Tandis que Sophia fixait la silhouette d’Henry, perdue dans ses pensées, une autre silhouette s’approcha à vive allure et s’assit sur le siège resté vide à côté de lui.
Le nouveau venu croisa immédiatement les jambes, des gestes désinvoltes, dégageant cette aura typique de fils à papa pourri gâté, de ces jeunes héritiers blindés qui n’ont peur de rien, protégés par la fortune familiale.
En voyant Henry échanger quelques mots avec ce playboy, les doutes de Sophia s’effondrèrent aussitôt.
Il n’y avait pas de mystérieux héritier de famille richissime qui travaillait comme mannequin. Henry avait dû trouver un nouveau boulot, sans doute comme garde du corps.
Elle voyait le playboy se pencher vers Henry, lui dire quelque chose tout en posant nonchalamment sa main sur le dossier de sa chaise. Le geste paraissait intime, tout en ayant quelque chose d’autoritaire.
La scène lui était bien trop familière. Elle en avait vu passer, des jeunes maîtres fortunés avec leurs gardes du corps personnels.
Sophia fronça inconsciemment les sourcils.
Donc elle avait vu juste, au fond. L’autre jour, quand elle lui avait proposé la carte noire, Henry l’avait jetée directement à la poubelle. Sur le moment, elle avait trouvé que ça révélait du caractère.
Mais à présent, on voyait bien qu’après l’avoir quittée, Henry avait perdu ses revenus stables et s’était résolu à devenir garde du corps.
Rien que d’y penser, le cœur de Sophia se serra.
Elle savait que ce milieu n’avait rien de facile, surtout en suivant partout un morveux de riche au tempérament explosif comme celui-là. Qui savait tout ce qu’il allait devoir encaisser ?
Henry donnait l’air distant, mais après deux ans passés à ses côtés, elle savait qu’il était du genre à se laisser toucher par la gentillesse plutôt que par la force, avec une fierté profondément ancrée en lui.
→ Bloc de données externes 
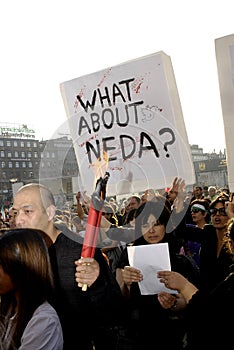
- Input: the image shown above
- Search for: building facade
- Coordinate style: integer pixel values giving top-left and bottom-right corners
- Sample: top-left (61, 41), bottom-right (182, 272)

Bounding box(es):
top-left (0, 125), bottom-right (228, 207)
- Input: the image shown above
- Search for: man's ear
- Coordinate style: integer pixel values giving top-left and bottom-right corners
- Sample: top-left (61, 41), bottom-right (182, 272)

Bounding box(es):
top-left (46, 204), bottom-right (56, 221)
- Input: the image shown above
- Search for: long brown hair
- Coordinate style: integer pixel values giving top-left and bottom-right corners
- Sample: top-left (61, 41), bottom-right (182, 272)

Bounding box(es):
top-left (0, 229), bottom-right (54, 350)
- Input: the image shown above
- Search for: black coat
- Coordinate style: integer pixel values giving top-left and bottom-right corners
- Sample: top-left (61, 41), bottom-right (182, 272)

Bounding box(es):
top-left (49, 227), bottom-right (128, 350)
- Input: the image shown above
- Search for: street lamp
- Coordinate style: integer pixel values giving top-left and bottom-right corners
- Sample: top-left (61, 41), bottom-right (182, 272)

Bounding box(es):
top-left (9, 177), bottom-right (18, 199)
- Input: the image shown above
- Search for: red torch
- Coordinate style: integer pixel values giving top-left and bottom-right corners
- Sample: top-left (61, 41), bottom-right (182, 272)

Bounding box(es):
top-left (81, 172), bottom-right (110, 291)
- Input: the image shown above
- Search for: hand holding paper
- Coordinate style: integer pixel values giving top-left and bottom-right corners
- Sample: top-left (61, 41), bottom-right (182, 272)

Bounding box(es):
top-left (127, 243), bottom-right (175, 295)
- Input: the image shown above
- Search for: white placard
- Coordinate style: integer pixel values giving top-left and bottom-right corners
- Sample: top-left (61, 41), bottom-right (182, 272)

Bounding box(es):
top-left (60, 52), bottom-right (195, 195)
top-left (127, 243), bottom-right (175, 295)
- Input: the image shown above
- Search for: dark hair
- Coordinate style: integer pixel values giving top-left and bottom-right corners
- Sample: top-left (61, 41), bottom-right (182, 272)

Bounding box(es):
top-left (190, 198), bottom-right (210, 223)
top-left (210, 192), bottom-right (229, 209)
top-left (135, 201), bottom-right (171, 244)
top-left (0, 228), bottom-right (54, 349)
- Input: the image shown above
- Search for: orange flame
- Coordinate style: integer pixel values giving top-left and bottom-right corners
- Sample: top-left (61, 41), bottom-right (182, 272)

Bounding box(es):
top-left (92, 151), bottom-right (109, 184)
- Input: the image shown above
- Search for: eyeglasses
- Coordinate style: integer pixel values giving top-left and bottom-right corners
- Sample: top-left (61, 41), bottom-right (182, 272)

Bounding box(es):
top-left (191, 208), bottom-right (204, 213)
top-left (210, 207), bottom-right (227, 216)
top-left (141, 220), bottom-right (162, 230)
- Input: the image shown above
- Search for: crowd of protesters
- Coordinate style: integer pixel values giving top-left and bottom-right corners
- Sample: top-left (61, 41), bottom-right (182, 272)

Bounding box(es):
top-left (0, 182), bottom-right (234, 350)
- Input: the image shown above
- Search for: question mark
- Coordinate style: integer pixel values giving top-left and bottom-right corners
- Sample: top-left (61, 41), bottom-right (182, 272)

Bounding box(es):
top-left (159, 128), bottom-right (175, 158)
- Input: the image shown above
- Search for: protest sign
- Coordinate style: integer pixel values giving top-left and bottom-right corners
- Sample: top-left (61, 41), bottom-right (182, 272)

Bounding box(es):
top-left (60, 51), bottom-right (195, 195)
top-left (215, 34), bottom-right (234, 192)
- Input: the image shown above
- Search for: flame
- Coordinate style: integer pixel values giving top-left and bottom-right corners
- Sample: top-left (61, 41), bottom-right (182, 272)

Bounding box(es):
top-left (92, 151), bottom-right (109, 184)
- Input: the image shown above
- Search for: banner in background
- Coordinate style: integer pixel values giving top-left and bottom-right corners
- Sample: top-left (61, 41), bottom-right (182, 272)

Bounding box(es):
top-left (215, 34), bottom-right (234, 192)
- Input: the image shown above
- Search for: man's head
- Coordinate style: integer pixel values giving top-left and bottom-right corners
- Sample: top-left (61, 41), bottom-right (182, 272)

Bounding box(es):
top-left (13, 183), bottom-right (56, 234)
Le faire travailler comme ça, à devoir sans cesse observer les humeurs des autres, devait être encore plus insupportable que de retourner derrière un bar.
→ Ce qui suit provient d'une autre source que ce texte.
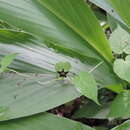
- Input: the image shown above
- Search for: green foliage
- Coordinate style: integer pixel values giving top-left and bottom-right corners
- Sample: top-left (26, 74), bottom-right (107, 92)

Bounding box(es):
top-left (0, 0), bottom-right (130, 130)
top-left (55, 62), bottom-right (71, 72)
top-left (0, 53), bottom-right (18, 73)
top-left (109, 25), bottom-right (130, 54)
top-left (73, 72), bottom-right (99, 104)
top-left (114, 56), bottom-right (130, 83)
top-left (112, 120), bottom-right (130, 130)
top-left (0, 113), bottom-right (94, 130)
top-left (109, 90), bottom-right (130, 118)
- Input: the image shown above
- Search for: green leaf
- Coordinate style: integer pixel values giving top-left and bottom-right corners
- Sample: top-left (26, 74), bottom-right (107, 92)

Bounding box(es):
top-left (39, 0), bottom-right (113, 62)
top-left (0, 53), bottom-right (18, 72)
top-left (0, 0), bottom-right (113, 62)
top-left (55, 62), bottom-right (71, 72)
top-left (0, 73), bottom-right (81, 121)
top-left (109, 25), bottom-right (130, 54)
top-left (0, 113), bottom-right (94, 130)
top-left (73, 72), bottom-right (99, 104)
top-left (114, 55), bottom-right (130, 82)
top-left (108, 0), bottom-right (130, 27)
top-left (0, 0), bottom-right (120, 86)
top-left (90, 0), bottom-right (125, 24)
top-left (112, 120), bottom-right (130, 130)
top-left (108, 90), bottom-right (130, 118)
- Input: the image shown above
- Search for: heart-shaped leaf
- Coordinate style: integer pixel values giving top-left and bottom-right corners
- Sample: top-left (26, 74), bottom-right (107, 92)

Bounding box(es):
top-left (73, 72), bottom-right (99, 104)
top-left (114, 56), bottom-right (130, 82)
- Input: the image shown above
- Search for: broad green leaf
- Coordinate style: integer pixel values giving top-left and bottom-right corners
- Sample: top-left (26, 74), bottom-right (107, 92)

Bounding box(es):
top-left (108, 90), bottom-right (130, 118)
top-left (114, 58), bottom-right (130, 82)
top-left (0, 113), bottom-right (94, 130)
top-left (108, 0), bottom-right (130, 27)
top-left (0, 73), bottom-right (81, 121)
top-left (0, 0), bottom-right (120, 86)
top-left (109, 25), bottom-right (130, 54)
top-left (0, 0), bottom-right (113, 61)
top-left (39, 0), bottom-right (113, 62)
top-left (0, 30), bottom-right (118, 120)
top-left (73, 72), bottom-right (99, 104)
top-left (0, 53), bottom-right (18, 72)
top-left (112, 120), bottom-right (130, 130)
top-left (0, 30), bottom-right (120, 87)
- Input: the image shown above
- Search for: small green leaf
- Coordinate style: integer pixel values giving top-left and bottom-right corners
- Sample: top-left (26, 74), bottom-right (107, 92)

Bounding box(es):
top-left (73, 72), bottom-right (99, 104)
top-left (0, 53), bottom-right (17, 72)
top-left (109, 25), bottom-right (130, 54)
top-left (55, 62), bottom-right (71, 72)
top-left (108, 90), bottom-right (130, 118)
top-left (114, 56), bottom-right (130, 82)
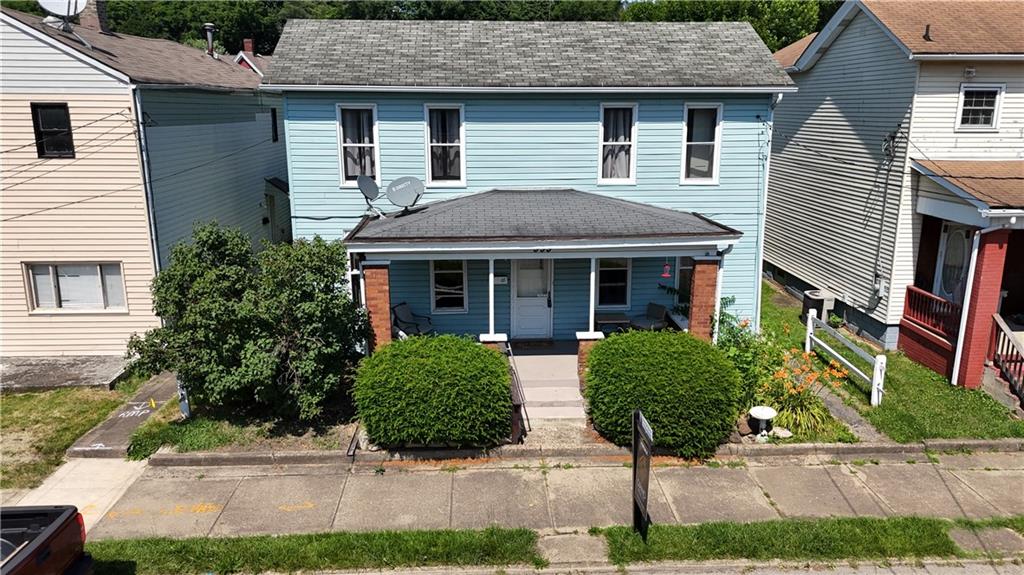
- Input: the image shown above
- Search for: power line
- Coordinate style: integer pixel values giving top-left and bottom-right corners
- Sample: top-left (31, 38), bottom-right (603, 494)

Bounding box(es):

À cette pensée, le regard de Sophia se chargea d’une émotion indéchiffrable.
Quoi qu’il en soit, il était resté avec elle pendant deux ans entiers.
Pendant ces deux années, il avait été son seul refuge au milieu de tous les tracas liés à la famille Miller.
Même si ce n’avait été qu’une transaction, avec le temps, il y avait forcément eu un peu de sentiments.
Et pourtant, du début à la fin, Henry n’avait pas jeté un seul regard dans sa direction.
Même lorsque le regard de Sophia se fit de plus en plus audacieux à le détailler, il sembla n’en avoir absolument conscience.
À ce moment-là, le playboy à ses côtés posa nonchalamment sa palette d’enchères sur le bord de la table.
Ce simple geste la rendit clairement visible aux yeux de tous, avec le numéro « 1 » imprimé en gros dessus.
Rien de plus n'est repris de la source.